Some have claimed that Israel did not act proportionately in response to this barrage of indiscriminate rocket firings. This points to a common misunderstanding of the concept of “proportionality” as it applies to the laws and norms of armed conflict. That is, the argument that proportional use of force is a numbers game, where one only needs to compare the number of casualties on each side of the conflict in order to deduce which side used force disproportionately. This notion is flawed and illogical. Had this been true, many NATO operations, not to mention the Allied forces in WWII against Nazi Germany, would have been guilty of being disproportionate and unlawful.

The universally accepted principle of proportionality is defined as the obligation to refrain from “any attack which may be expected to cause incidental loss or injuries to civilians, or damage to civilian objects, which would be excessive in relation to the concrete and direct military advantage anticipated”.

Proportionality does not address collective casualties, but refers to specific attacks. It does not address only civilian casualties and damage, but also the intended military outcome. And it is not examined in hindsight, it is examined before the attack takes place.

The proportionality principle essentially means that before every military strike, military commanders must assess relevant factors.

Firstly, they must examine the concrete and direct military advantage anticipated from an operation. To register a significant advantage the target must be a military one, such as a weapons depot, a command and control centre or the adversary’s armed forces. Importantly, a seemingly civilian facility used by the adversary for military purposes (for example, a residential building or a religious centre used to store weapons) may be considered a lawful target.
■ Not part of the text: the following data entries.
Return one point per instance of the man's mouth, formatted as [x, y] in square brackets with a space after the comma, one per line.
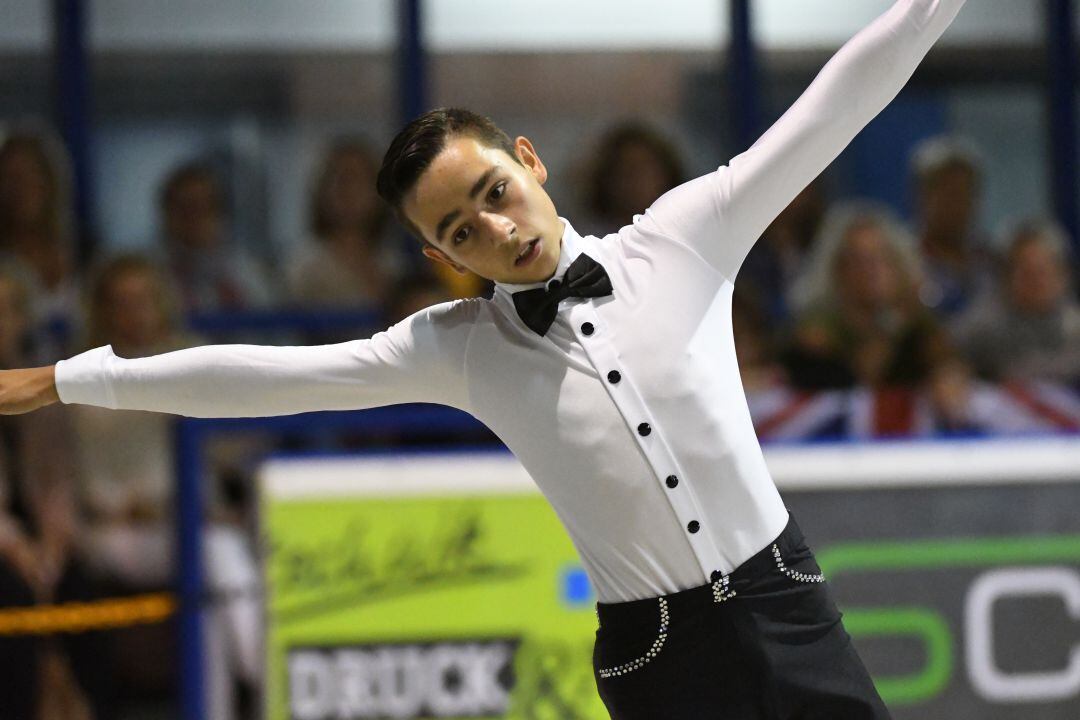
[528, 253]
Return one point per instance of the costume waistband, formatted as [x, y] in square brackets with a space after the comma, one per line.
[644, 612]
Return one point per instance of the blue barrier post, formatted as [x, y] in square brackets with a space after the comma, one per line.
[413, 73]
[742, 62]
[190, 573]
[71, 98]
[1061, 102]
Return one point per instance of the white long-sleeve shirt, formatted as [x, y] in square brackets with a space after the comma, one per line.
[656, 472]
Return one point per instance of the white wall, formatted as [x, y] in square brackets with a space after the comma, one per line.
[489, 25]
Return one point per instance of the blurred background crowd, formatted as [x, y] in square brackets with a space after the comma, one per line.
[937, 301]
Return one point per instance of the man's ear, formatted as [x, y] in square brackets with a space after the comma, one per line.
[436, 255]
[529, 158]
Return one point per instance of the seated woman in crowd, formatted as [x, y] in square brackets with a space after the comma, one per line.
[1029, 329]
[126, 461]
[208, 268]
[349, 260]
[44, 677]
[863, 323]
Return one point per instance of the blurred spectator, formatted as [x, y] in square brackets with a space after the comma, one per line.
[779, 256]
[863, 323]
[126, 460]
[413, 295]
[632, 166]
[349, 261]
[36, 227]
[1029, 329]
[957, 258]
[755, 344]
[212, 272]
[65, 676]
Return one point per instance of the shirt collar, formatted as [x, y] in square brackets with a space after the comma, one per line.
[569, 249]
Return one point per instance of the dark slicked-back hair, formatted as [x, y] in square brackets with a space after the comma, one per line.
[413, 150]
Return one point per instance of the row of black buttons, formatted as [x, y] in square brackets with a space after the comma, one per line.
[644, 429]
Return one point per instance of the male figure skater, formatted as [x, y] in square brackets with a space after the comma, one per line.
[607, 366]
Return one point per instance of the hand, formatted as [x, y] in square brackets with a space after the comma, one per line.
[23, 391]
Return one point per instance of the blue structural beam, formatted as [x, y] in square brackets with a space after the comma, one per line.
[1062, 112]
[413, 70]
[71, 108]
[743, 78]
[189, 502]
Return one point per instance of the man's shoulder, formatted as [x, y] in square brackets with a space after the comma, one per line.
[454, 313]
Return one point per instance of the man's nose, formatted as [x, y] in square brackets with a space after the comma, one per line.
[499, 228]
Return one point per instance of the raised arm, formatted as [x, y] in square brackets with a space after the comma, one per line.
[420, 360]
[723, 214]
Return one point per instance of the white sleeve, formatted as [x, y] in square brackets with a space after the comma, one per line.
[723, 214]
[420, 360]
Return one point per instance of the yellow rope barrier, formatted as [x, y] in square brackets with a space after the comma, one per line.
[82, 616]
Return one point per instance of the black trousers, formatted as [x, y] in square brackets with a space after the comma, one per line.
[765, 642]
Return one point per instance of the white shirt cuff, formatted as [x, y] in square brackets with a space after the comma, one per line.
[85, 378]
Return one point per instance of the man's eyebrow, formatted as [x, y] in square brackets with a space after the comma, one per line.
[453, 215]
[445, 222]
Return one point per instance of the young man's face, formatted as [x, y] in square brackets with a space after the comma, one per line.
[482, 211]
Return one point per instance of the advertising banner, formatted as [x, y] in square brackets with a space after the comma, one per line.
[443, 585]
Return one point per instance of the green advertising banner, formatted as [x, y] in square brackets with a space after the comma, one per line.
[444, 586]
[451, 602]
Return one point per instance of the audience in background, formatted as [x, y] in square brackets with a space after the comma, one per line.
[126, 462]
[36, 227]
[780, 255]
[862, 323]
[633, 165]
[957, 259]
[1029, 328]
[210, 269]
[349, 260]
[63, 677]
[756, 343]
[414, 294]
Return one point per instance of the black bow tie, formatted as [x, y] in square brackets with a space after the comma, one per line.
[585, 277]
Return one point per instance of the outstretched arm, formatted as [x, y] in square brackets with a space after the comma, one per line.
[420, 360]
[23, 391]
[723, 214]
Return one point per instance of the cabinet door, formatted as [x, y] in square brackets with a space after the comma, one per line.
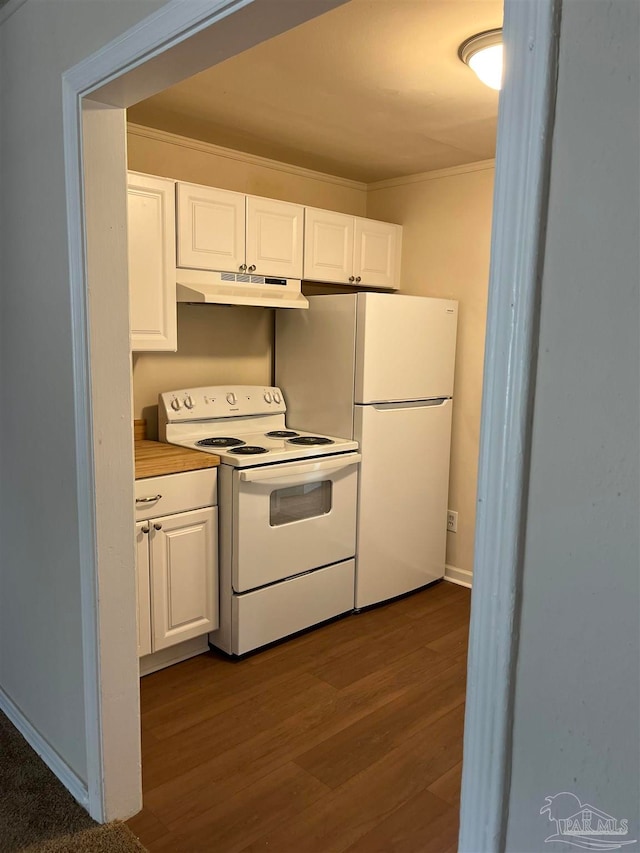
[376, 256]
[144, 596]
[184, 576]
[211, 228]
[274, 237]
[152, 263]
[328, 246]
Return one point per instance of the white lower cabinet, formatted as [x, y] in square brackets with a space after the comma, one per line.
[177, 564]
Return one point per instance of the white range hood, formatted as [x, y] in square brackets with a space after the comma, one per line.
[224, 288]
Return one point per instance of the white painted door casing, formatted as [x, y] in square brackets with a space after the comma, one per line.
[152, 263]
[184, 572]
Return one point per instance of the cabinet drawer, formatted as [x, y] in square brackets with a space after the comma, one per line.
[175, 493]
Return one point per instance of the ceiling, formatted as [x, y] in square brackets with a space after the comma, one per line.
[369, 91]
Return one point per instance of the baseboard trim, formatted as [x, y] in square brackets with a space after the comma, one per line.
[72, 782]
[174, 654]
[463, 577]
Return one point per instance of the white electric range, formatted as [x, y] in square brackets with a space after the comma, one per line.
[287, 511]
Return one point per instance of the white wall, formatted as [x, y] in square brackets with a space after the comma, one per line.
[446, 218]
[577, 685]
[40, 622]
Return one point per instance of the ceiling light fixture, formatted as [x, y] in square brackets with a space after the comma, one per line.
[483, 54]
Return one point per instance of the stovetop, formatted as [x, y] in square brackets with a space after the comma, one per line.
[244, 425]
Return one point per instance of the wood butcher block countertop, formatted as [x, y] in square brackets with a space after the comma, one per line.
[155, 458]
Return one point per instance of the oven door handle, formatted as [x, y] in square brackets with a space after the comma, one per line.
[266, 475]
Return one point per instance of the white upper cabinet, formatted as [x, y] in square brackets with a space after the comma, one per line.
[230, 232]
[274, 237]
[344, 249]
[152, 262]
[328, 244]
[211, 228]
[376, 253]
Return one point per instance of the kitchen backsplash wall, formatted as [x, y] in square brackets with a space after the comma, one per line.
[219, 344]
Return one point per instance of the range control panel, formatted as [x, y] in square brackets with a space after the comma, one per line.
[220, 401]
Secondly, the commanders must assess, based on reasonably available information at the time of the attack, what the expected incidental loss of civilian life or property (collateral damage) would be.
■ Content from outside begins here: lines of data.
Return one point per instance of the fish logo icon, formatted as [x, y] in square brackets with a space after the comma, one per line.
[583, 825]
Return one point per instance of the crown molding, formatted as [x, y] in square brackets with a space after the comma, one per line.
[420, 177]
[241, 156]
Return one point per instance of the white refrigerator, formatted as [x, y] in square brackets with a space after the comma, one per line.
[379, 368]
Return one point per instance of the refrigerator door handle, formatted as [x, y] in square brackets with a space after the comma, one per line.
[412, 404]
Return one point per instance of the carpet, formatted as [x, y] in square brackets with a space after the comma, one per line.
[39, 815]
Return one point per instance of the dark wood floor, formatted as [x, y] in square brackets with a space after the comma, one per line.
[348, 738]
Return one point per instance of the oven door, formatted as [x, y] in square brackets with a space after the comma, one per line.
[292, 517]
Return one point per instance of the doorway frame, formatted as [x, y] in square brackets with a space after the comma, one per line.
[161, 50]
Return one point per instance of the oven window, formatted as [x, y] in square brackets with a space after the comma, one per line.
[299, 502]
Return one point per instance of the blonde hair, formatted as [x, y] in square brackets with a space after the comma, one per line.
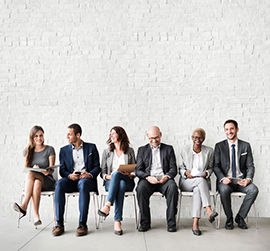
[199, 130]
[29, 151]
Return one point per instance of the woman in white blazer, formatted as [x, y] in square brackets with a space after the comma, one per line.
[196, 167]
[116, 183]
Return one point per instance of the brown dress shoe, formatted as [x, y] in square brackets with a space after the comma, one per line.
[81, 231]
[58, 230]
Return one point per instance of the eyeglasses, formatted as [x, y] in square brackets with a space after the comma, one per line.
[199, 138]
[155, 138]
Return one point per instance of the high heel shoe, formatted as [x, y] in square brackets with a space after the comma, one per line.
[17, 208]
[100, 213]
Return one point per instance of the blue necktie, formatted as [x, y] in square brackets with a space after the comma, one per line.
[233, 162]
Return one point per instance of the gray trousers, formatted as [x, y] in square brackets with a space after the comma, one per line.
[201, 195]
[251, 191]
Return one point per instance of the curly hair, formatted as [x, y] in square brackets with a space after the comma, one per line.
[122, 138]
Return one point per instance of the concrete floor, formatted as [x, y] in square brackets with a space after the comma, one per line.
[157, 238]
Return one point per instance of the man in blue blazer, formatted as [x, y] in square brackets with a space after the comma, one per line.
[234, 168]
[79, 170]
[156, 169]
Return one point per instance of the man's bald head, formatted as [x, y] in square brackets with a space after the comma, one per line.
[154, 135]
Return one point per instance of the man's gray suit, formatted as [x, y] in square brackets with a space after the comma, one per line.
[246, 166]
[145, 189]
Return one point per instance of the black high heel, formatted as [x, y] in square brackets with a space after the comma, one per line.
[17, 208]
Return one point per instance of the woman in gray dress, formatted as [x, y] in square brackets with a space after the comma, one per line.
[116, 182]
[196, 167]
[36, 155]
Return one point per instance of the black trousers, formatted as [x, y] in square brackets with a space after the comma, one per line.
[144, 191]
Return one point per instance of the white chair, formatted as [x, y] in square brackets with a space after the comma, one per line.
[95, 201]
[190, 194]
[235, 195]
[43, 193]
[154, 194]
[104, 195]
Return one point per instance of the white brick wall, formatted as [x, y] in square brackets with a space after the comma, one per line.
[176, 64]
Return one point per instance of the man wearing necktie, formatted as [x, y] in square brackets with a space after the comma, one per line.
[156, 169]
[233, 160]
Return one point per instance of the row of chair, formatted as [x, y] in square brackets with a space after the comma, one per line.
[104, 195]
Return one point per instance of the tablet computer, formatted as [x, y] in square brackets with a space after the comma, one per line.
[127, 168]
[38, 170]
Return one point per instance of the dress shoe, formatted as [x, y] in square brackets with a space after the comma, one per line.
[81, 230]
[213, 216]
[196, 232]
[229, 224]
[171, 229]
[144, 228]
[17, 208]
[58, 230]
[241, 222]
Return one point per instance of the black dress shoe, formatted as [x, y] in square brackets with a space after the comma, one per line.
[229, 224]
[241, 222]
[213, 216]
[196, 232]
[143, 228]
[171, 229]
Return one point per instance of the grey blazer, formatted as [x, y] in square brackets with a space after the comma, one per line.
[107, 159]
[186, 162]
[222, 159]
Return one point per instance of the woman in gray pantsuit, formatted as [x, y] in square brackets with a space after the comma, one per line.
[196, 167]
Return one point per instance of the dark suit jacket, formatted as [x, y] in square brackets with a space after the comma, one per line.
[222, 159]
[91, 160]
[144, 161]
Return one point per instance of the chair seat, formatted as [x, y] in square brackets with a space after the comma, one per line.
[239, 195]
[95, 198]
[103, 197]
[190, 194]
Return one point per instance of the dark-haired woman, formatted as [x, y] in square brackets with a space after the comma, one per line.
[117, 183]
[36, 155]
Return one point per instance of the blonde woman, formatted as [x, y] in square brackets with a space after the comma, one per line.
[36, 155]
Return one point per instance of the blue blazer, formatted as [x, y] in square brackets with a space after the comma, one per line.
[222, 159]
[91, 161]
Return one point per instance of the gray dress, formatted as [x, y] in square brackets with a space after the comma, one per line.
[42, 160]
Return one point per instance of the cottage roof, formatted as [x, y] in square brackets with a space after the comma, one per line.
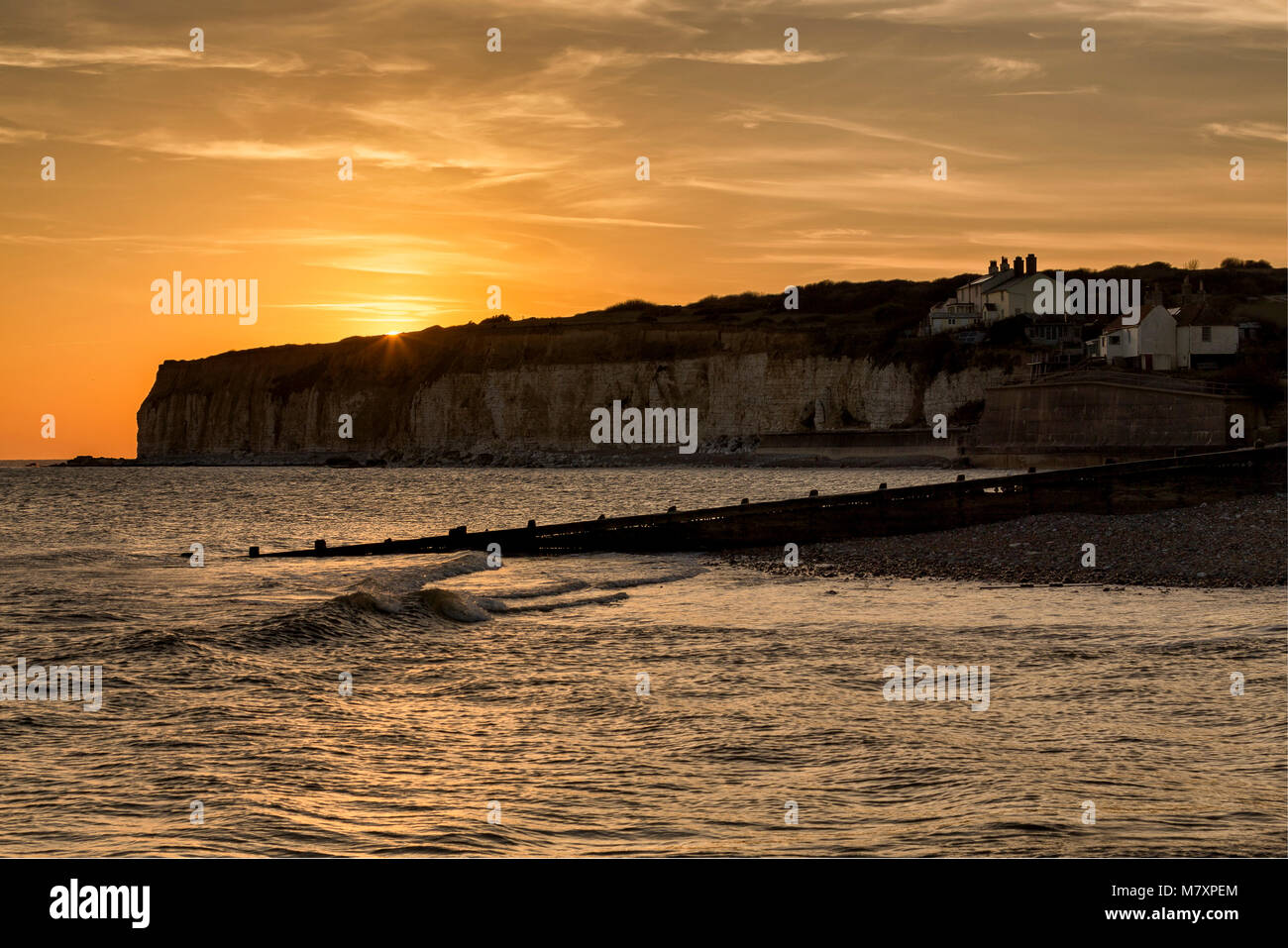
[1146, 311]
[1201, 314]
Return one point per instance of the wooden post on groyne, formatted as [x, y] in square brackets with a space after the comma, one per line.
[1121, 488]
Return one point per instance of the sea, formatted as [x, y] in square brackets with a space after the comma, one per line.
[592, 704]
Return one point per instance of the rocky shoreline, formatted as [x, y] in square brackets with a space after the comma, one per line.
[1240, 543]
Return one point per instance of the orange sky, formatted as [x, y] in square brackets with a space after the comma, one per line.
[518, 167]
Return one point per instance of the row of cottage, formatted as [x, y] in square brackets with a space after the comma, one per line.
[1192, 335]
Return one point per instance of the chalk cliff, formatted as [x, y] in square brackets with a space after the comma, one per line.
[523, 391]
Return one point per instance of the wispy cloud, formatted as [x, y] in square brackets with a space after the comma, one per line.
[1256, 130]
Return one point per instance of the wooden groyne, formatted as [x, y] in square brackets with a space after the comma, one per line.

Lastly, the military commander must implement all feasible precautions to minimise harm to civilians and civilian property.
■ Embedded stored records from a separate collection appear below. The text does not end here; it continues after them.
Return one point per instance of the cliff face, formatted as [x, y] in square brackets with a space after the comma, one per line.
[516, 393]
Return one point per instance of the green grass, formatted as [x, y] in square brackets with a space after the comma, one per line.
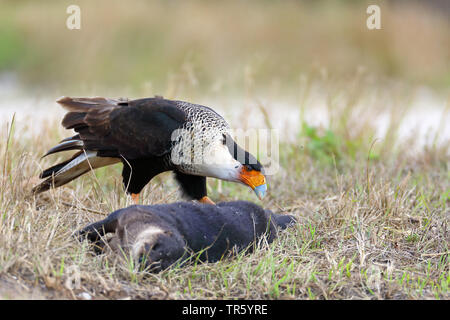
[354, 240]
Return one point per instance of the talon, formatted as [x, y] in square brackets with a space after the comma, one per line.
[135, 197]
[206, 200]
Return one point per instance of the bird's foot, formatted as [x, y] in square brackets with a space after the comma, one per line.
[135, 197]
[206, 200]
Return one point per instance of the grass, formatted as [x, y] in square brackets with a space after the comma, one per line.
[372, 222]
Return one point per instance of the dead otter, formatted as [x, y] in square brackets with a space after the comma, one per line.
[159, 235]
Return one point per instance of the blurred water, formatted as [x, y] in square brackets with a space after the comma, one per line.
[426, 119]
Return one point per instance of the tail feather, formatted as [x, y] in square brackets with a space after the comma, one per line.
[69, 170]
[65, 146]
[86, 104]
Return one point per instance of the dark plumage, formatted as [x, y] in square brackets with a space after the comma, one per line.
[161, 235]
[144, 135]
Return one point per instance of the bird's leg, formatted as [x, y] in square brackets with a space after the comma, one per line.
[135, 197]
[206, 200]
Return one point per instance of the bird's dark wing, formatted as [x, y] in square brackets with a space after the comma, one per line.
[132, 129]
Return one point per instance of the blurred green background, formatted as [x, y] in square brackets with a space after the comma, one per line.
[177, 48]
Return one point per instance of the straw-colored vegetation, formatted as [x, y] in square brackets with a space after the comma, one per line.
[372, 209]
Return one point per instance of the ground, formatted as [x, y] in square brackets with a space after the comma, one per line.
[372, 223]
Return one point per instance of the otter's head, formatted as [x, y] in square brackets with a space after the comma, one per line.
[156, 248]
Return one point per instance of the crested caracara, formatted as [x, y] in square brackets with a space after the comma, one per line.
[150, 136]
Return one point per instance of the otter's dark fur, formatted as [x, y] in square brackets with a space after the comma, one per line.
[160, 235]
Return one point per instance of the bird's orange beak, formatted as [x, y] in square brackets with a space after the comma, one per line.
[255, 180]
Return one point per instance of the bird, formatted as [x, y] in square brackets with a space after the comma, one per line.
[150, 136]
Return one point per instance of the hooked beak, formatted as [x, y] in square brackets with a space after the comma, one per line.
[255, 180]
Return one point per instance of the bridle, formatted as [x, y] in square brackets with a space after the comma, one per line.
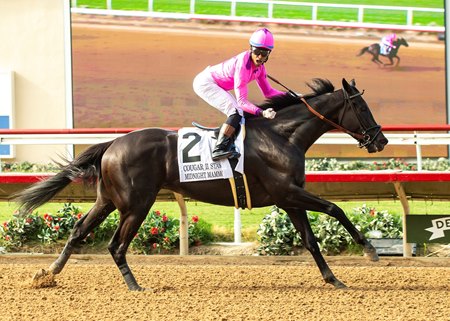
[364, 139]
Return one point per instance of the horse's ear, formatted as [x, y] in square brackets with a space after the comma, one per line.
[345, 84]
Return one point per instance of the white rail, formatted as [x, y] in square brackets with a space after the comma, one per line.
[314, 20]
[416, 139]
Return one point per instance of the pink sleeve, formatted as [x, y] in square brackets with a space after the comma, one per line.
[241, 80]
[264, 85]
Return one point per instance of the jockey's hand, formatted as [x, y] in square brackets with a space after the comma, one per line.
[269, 113]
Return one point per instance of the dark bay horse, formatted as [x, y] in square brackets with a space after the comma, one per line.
[374, 50]
[131, 169]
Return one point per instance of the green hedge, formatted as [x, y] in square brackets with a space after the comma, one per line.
[278, 236]
[157, 233]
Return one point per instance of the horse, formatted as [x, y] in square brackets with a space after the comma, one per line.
[130, 170]
[374, 50]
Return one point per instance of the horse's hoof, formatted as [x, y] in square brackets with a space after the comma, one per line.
[371, 255]
[340, 286]
[141, 289]
[43, 279]
[337, 284]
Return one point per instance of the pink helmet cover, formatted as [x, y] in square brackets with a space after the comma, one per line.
[262, 38]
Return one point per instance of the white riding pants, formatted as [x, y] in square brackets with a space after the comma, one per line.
[205, 87]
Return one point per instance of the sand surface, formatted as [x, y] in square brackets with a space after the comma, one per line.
[227, 288]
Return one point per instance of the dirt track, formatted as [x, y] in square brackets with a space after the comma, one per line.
[139, 73]
[228, 288]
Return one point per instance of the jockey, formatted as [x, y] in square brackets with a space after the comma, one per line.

The commander must balance all these factors and decide whether or not to carry out the attack.

Turning from theory to practice, how is the principle of proportionality affected when instead of protecting its civilians, Hamas intentionally conducts its military activity from within densely populated areas? How is Israel expected to protect its major cities from Hamas rockets, when these rockets are developed, built and launched from within the Gazan civilian population? What does international law require Israel, a law-abiding state, to do, when facing Hamas’ unlawful tactics that endanger the people of Gaza and Israeli civilians?

The Law of Armed Conflict clearly states that when a civilian presence is used to shield military objectives from attacks, that presence does not grant the target immunity. So when Hamas commits the double war crime of attacking Israeli children, schools and airports from within its own civilian population, any objective analysis of the situation would be distorted if Hamas’s criminal behaviour is not taken into account.

Despite Hamas’s blatant disregard for the law or its citizens’ wellbeing, Israel takes every feasible precaution to prevent or at least minimise harm to the Palestinian civilian population, often at the cost of operational advantage. In doing so, Israel employs precautions that exceed the requirements of international law and surpasses practices commonly employed by advanced militaries of western states. Fighting a reckless enemy that deliberately abuses the Law of Armed Conflict in the most cynical way raises grave challenges for Israeli soldiers. Nevertheless, Israeli commanders strictly apply international law and maintain the utmost moral high ground in every military action.

Hamas will continue to use its own population as human shields so long as it continues to benefit from a narrative that misrepresents and reduces the concept of proportionality to a crude calculation – and so long as they benefit from knee-jerk reactions that blame Israel for the war crimes perpetrated by Hamas, ignoring the question of who put Gazan civilians in danger in the first place.

Israel conducted a moral and just operation against Hamas’ indiscriminate aggression. Any Israeli government would have acted in the same manner of self-defence. By the same token, any future Israeli government will continue to strive for a long and sustainable peace and quiet with Gaza.

This commitment to peace means Israel will offer, as it always does, humanitarian and any other assistance needed in the reconstruction effort in Gaza, so long as Hamas is prevented from rearming and rebuilding its terrorist capabilities.

Jonathan Peled is Israel’s interim ambassador to Australia.